Com uma oportunidade ainda por crescer muito. Primeiramente, temos, num País de generalizada informalidade nas empresas menores, um campo enorme. A informalidade, a sonegação, o não registro integral das receitas e despesas são o maior mal para o contador. Isso tira de suas demonstrações a validade e a utilidade que poderiam ter. Nesse campo temos muito a aprender: trabalhando fortemente pela formalização das atividades das empresas teremos muito mais condição de fazer com que a Contabilidade se transforme em instrumento efetivamente útil para a sua gestão. E, no caso das médias e grandes empresas, temos ainda muito a aprender com o estudo e a análise de quais informações poderíamos adicionar às que já produzimos para aumentar a qualidade da gestão e das decisões, no caso dos usuários externos, de financiamento e investimento.

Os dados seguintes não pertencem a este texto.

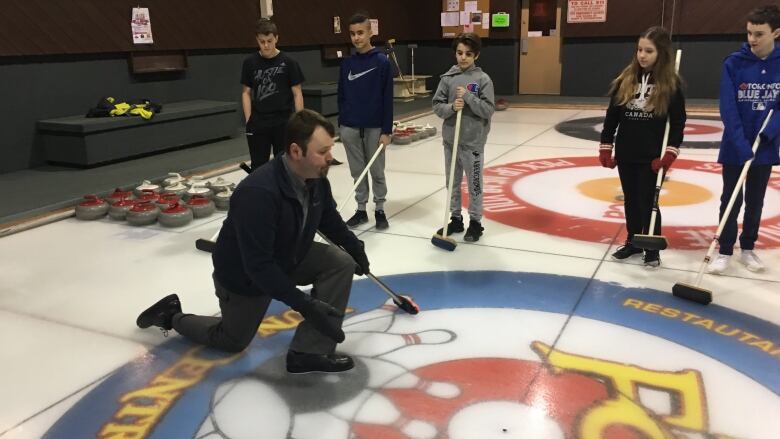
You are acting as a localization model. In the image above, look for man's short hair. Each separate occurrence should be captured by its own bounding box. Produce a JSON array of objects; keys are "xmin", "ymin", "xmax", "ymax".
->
[
  {"xmin": 255, "ymin": 18, "xmax": 279, "ymax": 36},
  {"xmin": 747, "ymin": 5, "xmax": 780, "ymax": 31},
  {"xmin": 285, "ymin": 108, "xmax": 336, "ymax": 155},
  {"xmin": 349, "ymin": 11, "xmax": 371, "ymax": 24},
  {"xmin": 452, "ymin": 32, "xmax": 482, "ymax": 56}
]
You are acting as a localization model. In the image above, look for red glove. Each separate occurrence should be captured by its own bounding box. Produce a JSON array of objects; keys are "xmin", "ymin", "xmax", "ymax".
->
[
  {"xmin": 599, "ymin": 143, "xmax": 617, "ymax": 169},
  {"xmin": 650, "ymin": 146, "xmax": 680, "ymax": 174}
]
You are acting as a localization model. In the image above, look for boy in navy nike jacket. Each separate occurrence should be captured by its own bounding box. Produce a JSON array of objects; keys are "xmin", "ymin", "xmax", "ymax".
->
[
  {"xmin": 338, "ymin": 13, "xmax": 393, "ymax": 230},
  {"xmin": 707, "ymin": 5, "xmax": 780, "ymax": 274}
]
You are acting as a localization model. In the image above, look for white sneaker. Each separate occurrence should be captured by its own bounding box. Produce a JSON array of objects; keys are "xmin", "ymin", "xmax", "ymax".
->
[
  {"xmin": 739, "ymin": 250, "xmax": 764, "ymax": 272},
  {"xmin": 707, "ymin": 254, "xmax": 731, "ymax": 274}
]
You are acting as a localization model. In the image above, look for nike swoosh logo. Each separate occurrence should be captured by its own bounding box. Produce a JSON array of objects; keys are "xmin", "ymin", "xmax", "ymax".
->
[{"xmin": 347, "ymin": 67, "xmax": 376, "ymax": 81}]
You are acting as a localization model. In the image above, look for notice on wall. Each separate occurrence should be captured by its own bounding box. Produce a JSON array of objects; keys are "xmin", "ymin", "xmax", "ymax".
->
[
  {"xmin": 566, "ymin": 0, "xmax": 607, "ymax": 23},
  {"xmin": 369, "ymin": 18, "xmax": 379, "ymax": 36},
  {"xmin": 130, "ymin": 8, "xmax": 154, "ymax": 44},
  {"xmin": 441, "ymin": 11, "xmax": 460, "ymax": 26}
]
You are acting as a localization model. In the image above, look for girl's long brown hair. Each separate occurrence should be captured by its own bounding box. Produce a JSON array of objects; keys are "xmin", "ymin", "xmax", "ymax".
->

Ou seja, o futuro é ainda muito rico e promissor para a nossa profissão.

E as pequenas empresas, estas estão inseridas na Contabilidade?

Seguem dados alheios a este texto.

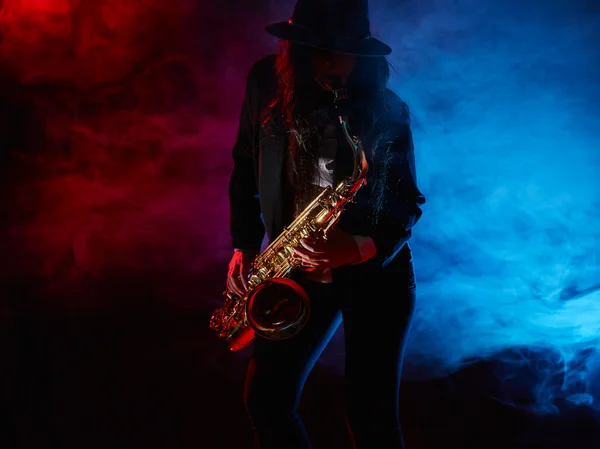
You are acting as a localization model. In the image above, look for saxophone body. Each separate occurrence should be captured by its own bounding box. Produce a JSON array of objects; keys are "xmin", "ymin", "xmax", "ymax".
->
[{"xmin": 210, "ymin": 82, "xmax": 368, "ymax": 352}]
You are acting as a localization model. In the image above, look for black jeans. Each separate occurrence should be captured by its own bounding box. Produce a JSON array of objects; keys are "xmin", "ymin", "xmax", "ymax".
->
[{"xmin": 245, "ymin": 259, "xmax": 415, "ymax": 449}]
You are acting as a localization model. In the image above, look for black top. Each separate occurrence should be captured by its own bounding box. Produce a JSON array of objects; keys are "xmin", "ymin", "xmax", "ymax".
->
[{"xmin": 229, "ymin": 55, "xmax": 425, "ymax": 267}]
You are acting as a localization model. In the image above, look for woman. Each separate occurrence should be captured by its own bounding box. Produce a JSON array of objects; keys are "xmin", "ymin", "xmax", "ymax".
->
[{"xmin": 227, "ymin": 0, "xmax": 425, "ymax": 449}]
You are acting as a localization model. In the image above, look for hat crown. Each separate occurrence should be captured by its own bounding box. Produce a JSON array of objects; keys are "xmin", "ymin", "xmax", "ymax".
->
[{"xmin": 290, "ymin": 0, "xmax": 371, "ymax": 39}]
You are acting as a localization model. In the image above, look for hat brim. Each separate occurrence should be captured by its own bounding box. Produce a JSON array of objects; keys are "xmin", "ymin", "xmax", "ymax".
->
[{"xmin": 265, "ymin": 22, "xmax": 392, "ymax": 56}]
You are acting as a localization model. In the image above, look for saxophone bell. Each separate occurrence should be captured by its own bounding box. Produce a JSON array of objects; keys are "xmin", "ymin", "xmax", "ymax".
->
[{"xmin": 246, "ymin": 278, "xmax": 310, "ymax": 340}]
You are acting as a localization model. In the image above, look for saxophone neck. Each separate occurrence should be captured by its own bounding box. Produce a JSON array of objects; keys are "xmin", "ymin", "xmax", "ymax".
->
[{"xmin": 331, "ymin": 77, "xmax": 368, "ymax": 182}]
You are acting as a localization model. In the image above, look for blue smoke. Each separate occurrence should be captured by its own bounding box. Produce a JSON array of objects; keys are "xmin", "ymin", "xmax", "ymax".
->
[{"xmin": 272, "ymin": 0, "xmax": 600, "ymax": 413}]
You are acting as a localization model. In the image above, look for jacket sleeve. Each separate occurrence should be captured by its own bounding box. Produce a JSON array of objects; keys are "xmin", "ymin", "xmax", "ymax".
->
[
  {"xmin": 371, "ymin": 116, "xmax": 425, "ymax": 268},
  {"xmin": 229, "ymin": 66, "xmax": 265, "ymax": 251}
]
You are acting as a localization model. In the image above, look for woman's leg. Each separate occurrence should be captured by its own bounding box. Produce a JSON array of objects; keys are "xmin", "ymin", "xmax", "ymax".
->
[
  {"xmin": 244, "ymin": 284, "xmax": 341, "ymax": 449},
  {"xmin": 342, "ymin": 262, "xmax": 415, "ymax": 449}
]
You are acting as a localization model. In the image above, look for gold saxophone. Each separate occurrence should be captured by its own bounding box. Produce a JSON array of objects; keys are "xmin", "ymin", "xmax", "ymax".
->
[{"xmin": 210, "ymin": 81, "xmax": 368, "ymax": 352}]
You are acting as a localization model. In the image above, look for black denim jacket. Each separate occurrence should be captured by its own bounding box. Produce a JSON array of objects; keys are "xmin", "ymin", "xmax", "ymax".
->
[{"xmin": 229, "ymin": 52, "xmax": 425, "ymax": 267}]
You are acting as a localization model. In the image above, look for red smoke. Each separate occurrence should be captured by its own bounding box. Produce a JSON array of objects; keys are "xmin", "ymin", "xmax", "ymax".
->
[{"xmin": 1, "ymin": 0, "xmax": 270, "ymax": 304}]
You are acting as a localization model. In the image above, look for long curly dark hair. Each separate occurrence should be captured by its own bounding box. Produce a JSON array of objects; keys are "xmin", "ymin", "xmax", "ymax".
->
[{"xmin": 262, "ymin": 41, "xmax": 390, "ymax": 205}]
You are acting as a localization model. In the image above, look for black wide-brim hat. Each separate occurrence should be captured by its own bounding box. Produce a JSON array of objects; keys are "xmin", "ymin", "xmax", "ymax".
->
[{"xmin": 266, "ymin": 0, "xmax": 392, "ymax": 56}]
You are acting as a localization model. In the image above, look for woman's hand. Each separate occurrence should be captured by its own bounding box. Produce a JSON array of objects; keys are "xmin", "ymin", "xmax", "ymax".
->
[{"xmin": 293, "ymin": 229, "xmax": 360, "ymax": 271}]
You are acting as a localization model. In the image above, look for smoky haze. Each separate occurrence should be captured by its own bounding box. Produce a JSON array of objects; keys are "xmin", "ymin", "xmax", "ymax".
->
[{"xmin": 0, "ymin": 0, "xmax": 600, "ymax": 412}]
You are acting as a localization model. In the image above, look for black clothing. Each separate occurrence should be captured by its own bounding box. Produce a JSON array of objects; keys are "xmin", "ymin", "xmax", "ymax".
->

A maioria dos empresários menores no Brasil nunca foi treinada a utilizar informações contábeis para sua gestão. Acostumaram-se a ver os profissionais de Contabilidade como empregados ou fornecedores externos de serviços, espécie de pessoas a serviço do governo. Essa imagem precisa ser mudada. E não adianta querer ficar esperando que os empresários mudem sozinhos de pensamento. Precisamos nós [contadores] ensinar-lhes a utilidade das informações contábeis, de um sistema de gerenciamento de recursos financeiros, de custos, de acompanhamento das taxas de rentabilidade dos vários segmentos da empresa. Se não formos nós a lhes ensinar, quem vai fazê-lo? Assim, precisamos tornarmo-nos os maiores vendedores dos serviços de Contabilidade. Para isso precisamos, às vezes, até estudar e aprender mais do que sabemos, mas o importante é vermos o seguinte: do que adianta um balancete cheio de débitos e créditos ou ativos somados com despesas na mão de um empresário? Isso é loucura. Aprendamos a preparar balanço, resultado e fluxo de caixa de forma simples, linguagem acessível e formato amigável. Do que adianta terminar em maio o balanço do ano passado? O mundo já virou do avesso. Aprendamos a conhecer quais são as informações que de fato são úteis para esses gestores, o período que precisam, a regularidade, o nível de detalhe etc. Nós é que temos que correr atrás dos nossos “clientes” e ensinar-lhes sobre os produtos que temos em mão. Isso poderá fazer muita diferença nos nossos bolsos no fim do mês também, é claro.